Information
- Established: 1932; 94 years ago

= Don Bosco Technical School, Shillong =

School in India

The Don Bosco Technical School Shillong is a high school established in 1932. It is operated by the Salesians of Don Bosco North East India Guwahati Region.

It offers NCVT courses in 9 trades, and other courses in 13 non formal trades. It is an educational institution of the Catholic Church, belonging to and managed by the Salesians of Don Bosco Educational Society, registered under the Societies Registration Act of 1860 (No.SR/SDB-117/73 of 1973).

== History ==
The Salvatorian missionaries had started a small printing press at Laitkynsew (near Cherapunjee) in 1897. This small printing press was transferred to Shillong in the year 1907. In the same year a few Brothers of the society of the Divine Savior who were experts in carpentry, shoe-making and smithery, began instruction of young Khasi boys in these trades.

Thus began the first trade school in Shillong as part of St. Anthony's school and orphanage. This venture had to be shut down at the departure of the Salvatorians in 1915. The courses that the institution offers are geared towards equipping the youth with some skill in hand to help them to earn a living.

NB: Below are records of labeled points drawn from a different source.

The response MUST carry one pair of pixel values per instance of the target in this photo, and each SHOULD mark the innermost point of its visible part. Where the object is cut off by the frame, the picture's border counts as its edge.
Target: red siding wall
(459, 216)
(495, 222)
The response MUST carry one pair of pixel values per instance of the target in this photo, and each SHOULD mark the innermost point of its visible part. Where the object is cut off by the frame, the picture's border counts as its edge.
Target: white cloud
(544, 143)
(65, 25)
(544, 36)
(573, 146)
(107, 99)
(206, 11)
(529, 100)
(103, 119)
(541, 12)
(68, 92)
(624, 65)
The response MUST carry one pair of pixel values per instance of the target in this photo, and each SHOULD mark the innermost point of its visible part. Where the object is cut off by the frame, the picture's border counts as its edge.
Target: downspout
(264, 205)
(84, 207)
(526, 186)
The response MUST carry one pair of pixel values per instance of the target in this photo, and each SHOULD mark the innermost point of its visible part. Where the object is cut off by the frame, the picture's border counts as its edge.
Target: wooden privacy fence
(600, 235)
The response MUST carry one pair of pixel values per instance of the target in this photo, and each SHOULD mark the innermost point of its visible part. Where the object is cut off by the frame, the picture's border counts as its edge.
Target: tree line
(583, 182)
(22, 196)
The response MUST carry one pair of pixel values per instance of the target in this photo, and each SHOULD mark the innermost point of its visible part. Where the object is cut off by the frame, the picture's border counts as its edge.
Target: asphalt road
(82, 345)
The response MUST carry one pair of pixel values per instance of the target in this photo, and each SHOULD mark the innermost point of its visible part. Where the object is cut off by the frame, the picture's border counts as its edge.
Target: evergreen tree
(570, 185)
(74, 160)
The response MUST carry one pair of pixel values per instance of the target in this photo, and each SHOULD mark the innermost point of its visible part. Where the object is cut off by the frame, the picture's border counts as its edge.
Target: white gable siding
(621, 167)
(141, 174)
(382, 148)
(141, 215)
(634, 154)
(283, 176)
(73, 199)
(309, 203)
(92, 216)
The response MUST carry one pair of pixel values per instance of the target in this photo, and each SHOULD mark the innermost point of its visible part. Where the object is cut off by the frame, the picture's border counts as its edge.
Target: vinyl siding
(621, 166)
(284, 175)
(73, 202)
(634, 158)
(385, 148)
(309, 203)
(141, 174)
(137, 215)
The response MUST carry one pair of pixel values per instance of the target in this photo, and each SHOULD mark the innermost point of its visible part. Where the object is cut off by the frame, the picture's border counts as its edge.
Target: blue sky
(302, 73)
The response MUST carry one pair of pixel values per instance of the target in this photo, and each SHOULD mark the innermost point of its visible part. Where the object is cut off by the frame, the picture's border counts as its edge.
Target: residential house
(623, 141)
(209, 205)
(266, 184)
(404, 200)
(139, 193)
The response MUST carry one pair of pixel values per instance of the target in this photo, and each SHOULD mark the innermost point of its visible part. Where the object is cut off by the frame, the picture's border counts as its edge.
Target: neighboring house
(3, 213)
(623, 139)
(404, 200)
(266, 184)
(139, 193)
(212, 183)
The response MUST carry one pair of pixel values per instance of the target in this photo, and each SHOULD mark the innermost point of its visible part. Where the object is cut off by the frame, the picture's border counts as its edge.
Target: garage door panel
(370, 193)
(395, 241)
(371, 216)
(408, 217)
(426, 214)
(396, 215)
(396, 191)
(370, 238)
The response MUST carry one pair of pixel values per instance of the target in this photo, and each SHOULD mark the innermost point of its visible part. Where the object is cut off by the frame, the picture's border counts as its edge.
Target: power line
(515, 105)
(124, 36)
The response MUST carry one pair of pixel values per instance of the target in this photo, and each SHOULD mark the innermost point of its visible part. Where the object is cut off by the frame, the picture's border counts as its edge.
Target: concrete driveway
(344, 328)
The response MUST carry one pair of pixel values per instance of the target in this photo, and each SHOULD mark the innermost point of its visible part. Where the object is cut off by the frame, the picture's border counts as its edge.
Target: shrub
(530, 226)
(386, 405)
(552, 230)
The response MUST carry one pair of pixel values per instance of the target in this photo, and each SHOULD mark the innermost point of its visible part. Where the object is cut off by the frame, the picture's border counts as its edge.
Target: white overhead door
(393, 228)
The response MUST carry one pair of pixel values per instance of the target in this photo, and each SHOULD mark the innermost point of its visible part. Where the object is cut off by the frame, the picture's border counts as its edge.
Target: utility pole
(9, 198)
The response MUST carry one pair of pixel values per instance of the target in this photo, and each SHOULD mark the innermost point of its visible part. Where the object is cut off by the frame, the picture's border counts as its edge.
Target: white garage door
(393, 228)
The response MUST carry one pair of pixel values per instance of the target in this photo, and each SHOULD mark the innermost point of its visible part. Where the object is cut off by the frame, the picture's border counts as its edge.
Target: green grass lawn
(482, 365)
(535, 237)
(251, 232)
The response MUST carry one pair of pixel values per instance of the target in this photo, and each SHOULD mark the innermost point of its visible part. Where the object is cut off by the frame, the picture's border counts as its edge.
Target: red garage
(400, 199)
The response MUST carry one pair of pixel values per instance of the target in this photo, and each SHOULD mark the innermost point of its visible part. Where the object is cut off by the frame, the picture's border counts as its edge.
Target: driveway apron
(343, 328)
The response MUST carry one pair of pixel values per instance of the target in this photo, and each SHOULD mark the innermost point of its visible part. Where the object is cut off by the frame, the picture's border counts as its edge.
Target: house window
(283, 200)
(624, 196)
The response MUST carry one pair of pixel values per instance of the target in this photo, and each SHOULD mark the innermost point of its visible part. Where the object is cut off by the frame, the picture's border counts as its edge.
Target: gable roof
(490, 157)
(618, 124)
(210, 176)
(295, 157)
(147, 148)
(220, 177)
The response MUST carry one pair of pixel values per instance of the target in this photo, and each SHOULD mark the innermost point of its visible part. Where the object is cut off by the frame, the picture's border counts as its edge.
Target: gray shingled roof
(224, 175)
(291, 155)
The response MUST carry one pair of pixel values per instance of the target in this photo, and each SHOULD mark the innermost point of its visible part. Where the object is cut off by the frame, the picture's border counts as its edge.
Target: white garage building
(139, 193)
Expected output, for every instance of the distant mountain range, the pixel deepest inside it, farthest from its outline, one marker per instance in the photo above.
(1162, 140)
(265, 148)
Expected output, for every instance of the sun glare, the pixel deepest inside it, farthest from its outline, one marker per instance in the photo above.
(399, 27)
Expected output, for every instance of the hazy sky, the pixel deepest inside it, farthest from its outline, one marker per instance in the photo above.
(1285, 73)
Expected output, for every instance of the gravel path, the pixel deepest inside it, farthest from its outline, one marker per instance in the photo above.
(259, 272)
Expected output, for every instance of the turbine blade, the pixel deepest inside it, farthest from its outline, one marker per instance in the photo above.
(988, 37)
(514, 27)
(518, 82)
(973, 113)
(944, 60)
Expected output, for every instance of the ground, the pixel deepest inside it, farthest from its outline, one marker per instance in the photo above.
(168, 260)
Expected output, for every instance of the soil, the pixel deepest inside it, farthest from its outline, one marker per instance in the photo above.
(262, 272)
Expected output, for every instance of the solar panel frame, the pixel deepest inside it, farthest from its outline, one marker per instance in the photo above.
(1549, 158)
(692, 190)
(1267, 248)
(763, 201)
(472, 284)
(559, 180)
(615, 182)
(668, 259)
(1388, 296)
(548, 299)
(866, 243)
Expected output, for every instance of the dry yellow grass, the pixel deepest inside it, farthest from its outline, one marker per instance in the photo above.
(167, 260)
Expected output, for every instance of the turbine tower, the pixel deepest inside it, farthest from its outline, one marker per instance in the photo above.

At present the institution offers training in nine NCVT recognized ITI courses – Book Binding, Carpenter, DTP, Electrician, Electronics, Radio and Television, Machinist, Motor Mechanic, Welder, Wireman, and twenty Modular Employable Skills training in the above trades for school drop outs. Besides this, the Institute has courses for Office-assistants, Driving, Computer Hardware and Networking on a regular basis.